Sutherland écarta les mains.
— Les individus impliqués, connus sous le nom de Caleb Voss et Tamsin Okafor-Lee, sont désormais officiellement recherchés. Quiconque les abrite se rendra complice de leurs actes et sera traité comme tel.
L’écran s’éteignit. Le silence retomba dans l’atelier, pesant, chargé de menace.
Caleb sentit le regard de la pièce entier converger vers lui. Les chances venaient de basculer. Ils n’étaient plus des manifestants ni même des résistants : ils étaient désormais des fugitifs, traqués par une armée corporatiste.
Il saisit le chronomètre, le glissa dans la poche intérieure de sa veste. Quand il parla, sa voix était plus ferme qu’il ne s’y attendait.
— Bien. Maintenant qu’il nous a traités de terroristes, chaque bombe qu’ils lâcheront sur nous sera une preuve de plus de leur oppression. Et chaque preuve que nous diffuserons en retour les noiera.
Il se tourna vers Isaak.
— Quand les pods sont-ils prêts à décoller ?
Le vieil homme échangea un regard avec l’un des siens, assis dans l’ombre, qui hocha la tête.
— Prêts à l’instant. Il suffira d’un signal.
Caleb respira lentement. Un goût de métal — poussière martienne, pression, adrénaline — envahit sa bouche.

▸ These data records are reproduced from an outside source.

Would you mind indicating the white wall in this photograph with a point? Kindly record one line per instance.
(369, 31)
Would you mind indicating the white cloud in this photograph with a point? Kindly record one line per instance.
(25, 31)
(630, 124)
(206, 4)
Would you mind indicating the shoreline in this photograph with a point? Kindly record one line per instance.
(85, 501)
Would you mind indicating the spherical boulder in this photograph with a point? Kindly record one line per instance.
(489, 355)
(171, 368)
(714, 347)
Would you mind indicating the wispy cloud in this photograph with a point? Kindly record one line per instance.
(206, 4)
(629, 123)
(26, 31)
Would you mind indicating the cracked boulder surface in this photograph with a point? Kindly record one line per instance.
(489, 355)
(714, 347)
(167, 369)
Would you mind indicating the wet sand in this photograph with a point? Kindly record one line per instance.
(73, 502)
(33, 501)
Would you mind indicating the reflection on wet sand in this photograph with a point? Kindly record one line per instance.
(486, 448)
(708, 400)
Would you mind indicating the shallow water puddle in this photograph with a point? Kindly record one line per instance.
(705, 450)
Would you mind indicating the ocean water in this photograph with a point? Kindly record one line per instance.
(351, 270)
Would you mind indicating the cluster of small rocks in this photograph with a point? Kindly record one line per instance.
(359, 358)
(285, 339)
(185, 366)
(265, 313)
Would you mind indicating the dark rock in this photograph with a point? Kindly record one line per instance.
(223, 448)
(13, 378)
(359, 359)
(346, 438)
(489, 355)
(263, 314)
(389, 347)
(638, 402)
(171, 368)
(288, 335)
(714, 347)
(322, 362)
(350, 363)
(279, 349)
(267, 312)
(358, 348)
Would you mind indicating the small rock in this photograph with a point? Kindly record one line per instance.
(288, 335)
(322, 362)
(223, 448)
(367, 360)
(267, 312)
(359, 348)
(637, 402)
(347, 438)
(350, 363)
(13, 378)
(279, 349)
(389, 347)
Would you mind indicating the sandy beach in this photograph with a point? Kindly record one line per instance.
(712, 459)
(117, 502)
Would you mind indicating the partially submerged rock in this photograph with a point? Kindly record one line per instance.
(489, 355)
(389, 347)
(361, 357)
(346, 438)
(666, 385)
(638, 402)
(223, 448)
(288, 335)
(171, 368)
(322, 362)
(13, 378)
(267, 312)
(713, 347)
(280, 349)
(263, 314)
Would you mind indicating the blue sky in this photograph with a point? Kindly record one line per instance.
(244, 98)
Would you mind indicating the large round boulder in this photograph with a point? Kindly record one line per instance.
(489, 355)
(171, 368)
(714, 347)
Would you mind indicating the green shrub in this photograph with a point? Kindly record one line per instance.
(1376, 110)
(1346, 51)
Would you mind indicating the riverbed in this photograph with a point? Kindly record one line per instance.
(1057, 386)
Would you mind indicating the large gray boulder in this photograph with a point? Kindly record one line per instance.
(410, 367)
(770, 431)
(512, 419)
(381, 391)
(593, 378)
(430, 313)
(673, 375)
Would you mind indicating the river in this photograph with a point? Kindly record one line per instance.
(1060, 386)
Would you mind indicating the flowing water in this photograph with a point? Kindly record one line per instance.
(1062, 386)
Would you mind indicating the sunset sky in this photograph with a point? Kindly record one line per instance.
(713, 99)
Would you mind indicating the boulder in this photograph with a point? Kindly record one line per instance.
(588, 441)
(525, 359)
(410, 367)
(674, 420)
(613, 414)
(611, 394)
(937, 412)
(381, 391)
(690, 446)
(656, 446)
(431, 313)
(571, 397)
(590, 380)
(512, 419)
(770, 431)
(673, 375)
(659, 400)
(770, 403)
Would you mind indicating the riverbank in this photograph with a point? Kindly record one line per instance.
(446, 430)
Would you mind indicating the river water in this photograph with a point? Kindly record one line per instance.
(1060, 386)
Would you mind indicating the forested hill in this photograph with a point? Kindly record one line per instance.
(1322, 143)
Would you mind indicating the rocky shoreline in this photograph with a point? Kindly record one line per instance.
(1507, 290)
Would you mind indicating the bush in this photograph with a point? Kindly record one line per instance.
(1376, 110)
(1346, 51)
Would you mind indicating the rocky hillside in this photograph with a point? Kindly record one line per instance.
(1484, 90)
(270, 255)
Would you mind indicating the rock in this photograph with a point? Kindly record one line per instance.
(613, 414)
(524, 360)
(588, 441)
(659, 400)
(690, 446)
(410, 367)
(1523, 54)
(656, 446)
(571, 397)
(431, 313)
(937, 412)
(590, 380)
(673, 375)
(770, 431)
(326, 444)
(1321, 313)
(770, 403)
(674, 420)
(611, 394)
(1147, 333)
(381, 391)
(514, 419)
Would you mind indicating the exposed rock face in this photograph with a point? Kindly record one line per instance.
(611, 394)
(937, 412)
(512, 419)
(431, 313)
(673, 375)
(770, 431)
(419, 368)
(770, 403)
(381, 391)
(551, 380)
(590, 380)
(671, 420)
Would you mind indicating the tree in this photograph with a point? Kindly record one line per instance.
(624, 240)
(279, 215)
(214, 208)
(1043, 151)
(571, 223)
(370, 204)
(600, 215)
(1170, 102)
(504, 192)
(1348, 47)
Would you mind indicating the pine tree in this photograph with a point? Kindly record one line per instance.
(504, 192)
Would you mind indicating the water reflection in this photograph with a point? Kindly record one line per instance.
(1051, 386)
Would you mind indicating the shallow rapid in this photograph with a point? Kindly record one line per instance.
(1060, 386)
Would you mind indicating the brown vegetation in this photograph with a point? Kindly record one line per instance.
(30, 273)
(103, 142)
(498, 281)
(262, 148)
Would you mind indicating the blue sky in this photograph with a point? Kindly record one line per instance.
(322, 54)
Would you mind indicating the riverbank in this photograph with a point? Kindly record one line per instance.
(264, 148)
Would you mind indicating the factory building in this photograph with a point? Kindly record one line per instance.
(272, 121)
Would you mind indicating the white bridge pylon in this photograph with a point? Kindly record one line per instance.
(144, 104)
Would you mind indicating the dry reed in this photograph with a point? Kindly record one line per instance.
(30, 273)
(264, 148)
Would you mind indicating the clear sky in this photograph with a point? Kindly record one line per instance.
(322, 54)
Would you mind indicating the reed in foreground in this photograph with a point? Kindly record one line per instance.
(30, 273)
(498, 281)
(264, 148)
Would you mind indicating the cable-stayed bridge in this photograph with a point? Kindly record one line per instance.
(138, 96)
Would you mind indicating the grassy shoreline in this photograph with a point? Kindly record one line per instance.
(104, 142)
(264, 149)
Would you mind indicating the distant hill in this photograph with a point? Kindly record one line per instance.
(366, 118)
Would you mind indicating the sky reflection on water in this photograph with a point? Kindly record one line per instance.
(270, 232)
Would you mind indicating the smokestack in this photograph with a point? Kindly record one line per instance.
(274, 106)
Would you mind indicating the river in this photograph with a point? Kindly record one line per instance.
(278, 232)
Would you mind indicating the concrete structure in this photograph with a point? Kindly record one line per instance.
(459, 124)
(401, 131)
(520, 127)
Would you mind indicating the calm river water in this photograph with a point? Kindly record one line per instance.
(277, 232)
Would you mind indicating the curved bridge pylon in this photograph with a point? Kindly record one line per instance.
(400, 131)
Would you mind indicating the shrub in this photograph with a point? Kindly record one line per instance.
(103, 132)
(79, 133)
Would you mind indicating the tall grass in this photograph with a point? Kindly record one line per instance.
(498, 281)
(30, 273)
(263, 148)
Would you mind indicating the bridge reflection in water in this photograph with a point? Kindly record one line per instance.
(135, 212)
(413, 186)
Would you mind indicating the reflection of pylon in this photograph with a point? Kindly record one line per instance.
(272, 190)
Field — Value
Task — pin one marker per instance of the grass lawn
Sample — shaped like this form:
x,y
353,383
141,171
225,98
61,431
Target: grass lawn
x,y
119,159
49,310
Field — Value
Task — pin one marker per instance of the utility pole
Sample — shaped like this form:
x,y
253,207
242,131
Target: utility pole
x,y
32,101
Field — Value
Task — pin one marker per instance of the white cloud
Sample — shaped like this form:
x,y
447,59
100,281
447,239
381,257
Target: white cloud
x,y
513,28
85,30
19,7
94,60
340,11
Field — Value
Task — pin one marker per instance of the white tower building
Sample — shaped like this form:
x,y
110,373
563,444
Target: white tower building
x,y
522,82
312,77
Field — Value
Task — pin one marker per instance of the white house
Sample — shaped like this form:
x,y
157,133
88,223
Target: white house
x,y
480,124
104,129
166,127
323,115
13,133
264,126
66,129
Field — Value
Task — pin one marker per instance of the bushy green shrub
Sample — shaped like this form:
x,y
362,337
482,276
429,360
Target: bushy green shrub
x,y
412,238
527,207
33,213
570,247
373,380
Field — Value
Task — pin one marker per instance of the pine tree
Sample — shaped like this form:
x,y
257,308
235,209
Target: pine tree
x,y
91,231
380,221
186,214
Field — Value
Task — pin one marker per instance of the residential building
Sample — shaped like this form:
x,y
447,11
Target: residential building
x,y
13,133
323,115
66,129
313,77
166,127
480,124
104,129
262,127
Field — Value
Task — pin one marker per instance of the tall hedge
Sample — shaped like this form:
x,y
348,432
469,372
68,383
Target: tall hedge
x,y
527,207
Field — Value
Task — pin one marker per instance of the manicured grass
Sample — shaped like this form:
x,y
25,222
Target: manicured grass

— Alors on se déplace maintenant. À la tombée de la nuit, je veux être arrivé au-dessus du Conseil pour voir la panique dans les yeux de Sutherland quand il comprendra que ses drones ne lui suffiront pas.
Mei Lin rangea ses outils d’un geste sec et se leva.
— Et si la diversion ne fonctionne pas ? Si leurs forces nous interceptent avant l’atterrissage ?
Caleb la regarda, et un sourire se dessina aux coins de ses lèvres, teinté de la détermination sombre héritée de son père.
— Alors nous tomberons sur une seule chose : la vérité. Et ils seront forcés de nous écouter.
Sur l’écran mort de la salle, l’image piégée de Morgan Sutherland semblait toujours les défier. À l’extérieur, très loin, vers l’horizon confiné du monde rouge, des lueurs de mouvements se dessinaient : des convois de Helix convergeant vers des positions de contrôle. La tempête s’annonçait. Et toute la tribu hétéroclite des rebelles et des fantômes commençait à se lever pour descendre vers New London — là où le sort de toute la colonie allait se décider.